I've thought of five ways to accomplish this in dask:
- Each worker reads all of the files using pandas.read_csv, and then concatenates them together using pandas.concat.
- Use dask.dataframe.from_delayed to read all files into a distributed dask dataframe, use dask.distributed.worker_client to get a client on each worker process, and then use dask.dataframe.compute on each worker to get the pandas dataframe.
- Load the distributed dataframe as in solution 2, use dask.distributed.Client.replicate to distribute all of the partitions to all of the workers, use dask.distributed.worker_client to get a client on each worker process, and use dask.dataframe.compute to get the pandas dataframe in each worker process.
- Load the distributed dataframe as in solution 2, use dask.dataframe.compute to bring the the dataframe into the local process, delete the distributed dataframe from the cluster (by cancelling the futures), and use dask.distributed.Client.scatter(broadcast=True, direct=True) to send the local pandas dataframe to all workers.
- Load the distributed dataframe and gather it to the local process as in solution 4, use dask.distributed.Client.scatter(broadcast=False) to send it to a worker process, use dask.distributed.Client.replicate to send it to all other workers.
Solutions 2-5 have a huge advantage over the MPI4py version in that they leverage off of dask's ability to load the dataframe in parallel.
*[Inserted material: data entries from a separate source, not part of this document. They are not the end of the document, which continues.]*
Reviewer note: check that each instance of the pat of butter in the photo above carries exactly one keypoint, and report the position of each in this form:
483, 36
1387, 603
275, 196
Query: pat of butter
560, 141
However, none of those solutions get anywhere close to the performance of MPI4py's broadcast function when it's time to distribute the data around the cluster. In addition, I'm having trouble predicting their memory usage, and I see many messages from the workers complaining that the event loop was unresponsive for multiple seconds.
At this stage, I'm inclined to use the first solution: even though the data-loading is inefficient, it's not that slow, and in my experience it's the most robust. Surely I will be leaving a lot of performance potential on the table if I go this route. Is there any way to improve one of the dask solutions? Or is there another solution that I haven't considered?